Tout en sachant par ailleurs, que la surprise restera limitée, concentrée autour du cœur de jeu. Rien qui vienne bouleverser le concept du jeu en cours de route. Et quand on apprend dès le pilote (!) qu’il y aura (accrochez-vous !) une révélation fracassante de fin de saison, est-on encore vraiment surpris lors qu’elle se dévoile enfin ?
Solution de facilité ?
Je ne prétends pas du tout que ces jeux sont plus simples à designer. Le système du jeu doit permettre l’addition de tels modules. Il faut prévoir les éléments matériels. Il faut maîtriser l’enchaînement des parties et veiller à équilibrer un jeu qui varie potentiellement à chaque étape et différemment pour chaque groupe de joueuses !
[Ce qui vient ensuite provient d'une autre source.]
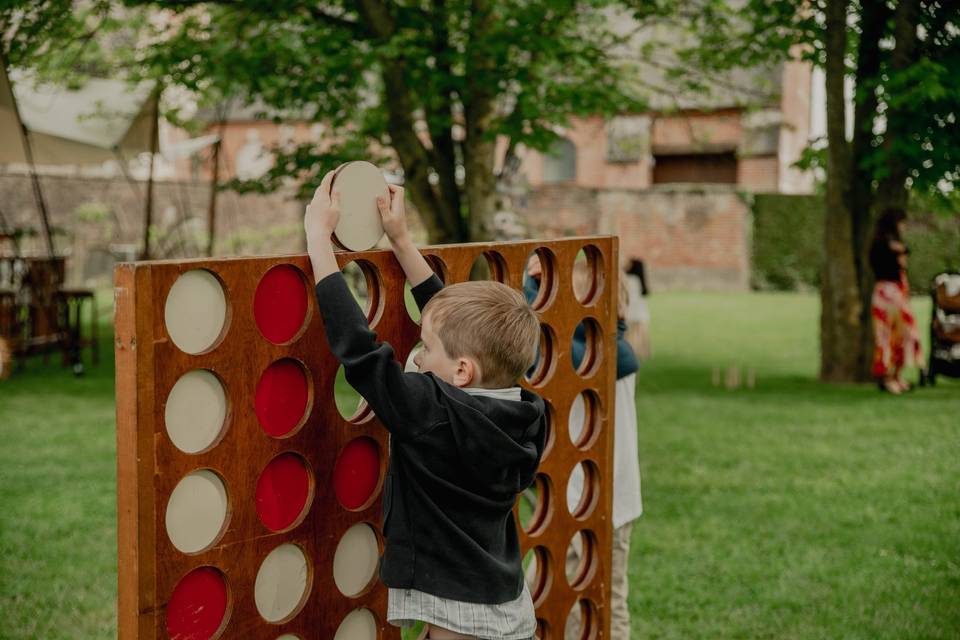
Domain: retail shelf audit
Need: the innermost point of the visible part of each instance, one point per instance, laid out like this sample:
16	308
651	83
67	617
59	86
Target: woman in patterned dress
896	339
C’est même absolument chronophage, ne serait-ce qu’en manière de tests. Avec le risque de ne pas prévoir ou essayer tous les cas possibles, au détriment des joueuses qui tomberont dans ces exceptions. À la minière de certains paliers – « stretch goals » – des jeux en financement participatif, rajoutés à la va-vite pour offrir toujours plus.
De quoi ce nom est-il le jeu ?
Les jeux à matériel évolutif sont aussi des jeux moins faciles à appréhender. Quand je joue à Sky Team, est-ce que je joue au même Sky Team que vous ?
Lors de notre partie de Dorf Romantik, je me suis posé plusieurs fois des questions de règles. Le livret me semble déjà assez mal rédigé car plus verbeux que schématique.
C’est peut-être là un défaut inhérent aux jeux à matériel évolutif comme ça l’est déjà des jeux Legacy ou à collectionner. Le livret de règle ne doit pas dévoiler les surprises à venir ; il expose donc les fondamentaux mécaniques mais sans pouvoir les illustrer convenablement. Les éléments matériels et mécaniques découverts en cours de campagne sont bien sûr introduits et expliqués mais souvent sommairement sur le matériel lui-même sans le temps ni la place de fournir des exemples illustrés ou de lever certaines ambiguïtés, notamment par rapport à d’autres points de règles préalablement découverts.
En dehors de la boîte, il est plus difficile de trouver des réponses autour de soi aux ambiguïtés de la règle. Il y a moins de réponses à trouver en ligne et on court le risque de se gâcher d’autres surprises à venir.
Quand il s’agit de parler de son expérience de jeu avec d’autres ou de faire la critique du jeu, la même difficulté est à l’œuvre. Les critiques sont sans doute moins franches car ne voulant pas divulgâcher les surprises ou s’estimant moins légitimes si pas encore parvenue au bout de la série de parties. Les retours de joueuses arrivent plus tardivement après la sortie, quand le pic d’achats est déjà passé. Les éditrices qui répondent aux critiques en disant qu’il faut passer outres les premières parties ou la variante de base pour enfin découvrir le « vrai » potentiel du jeu. Ce qui me fait penser à ses séries que leurs fans nous recommandent en disant « Mais si tu verras, à partir du douzième épisode ça décolle pour de bon ».
Des promesses, toujours des promesses
Vous l’aurez compris, je suis à la fois séduit par ce concept et un peu effrayé par son utilisation tout-azimut. Séquencer la découverte d’un jeu, de son matériel et de ses mécaniques, peut apporter beaucoup j’en suis convaincu. Pour son apprentissage. Pour sa narration.
Mais cela peut aussi être une promesse éditoriale qui camoufle un jeu moins intéressant qu’il n’y parait. Une promesse qui sait pourtant émoustiller la joueuse là où ça marche : rejouabilité et nouveauté. Au risque d’éclipser d’autres jeux en apparence plus répétitifs. Ou de devenir un gimmick incontournable de tout jeu qui veut se faire bien voir.
Attendons donc de voir ce que nous réservent les conceptrices de jeu. En attendant restez connecté. La suite… au prochain épisode.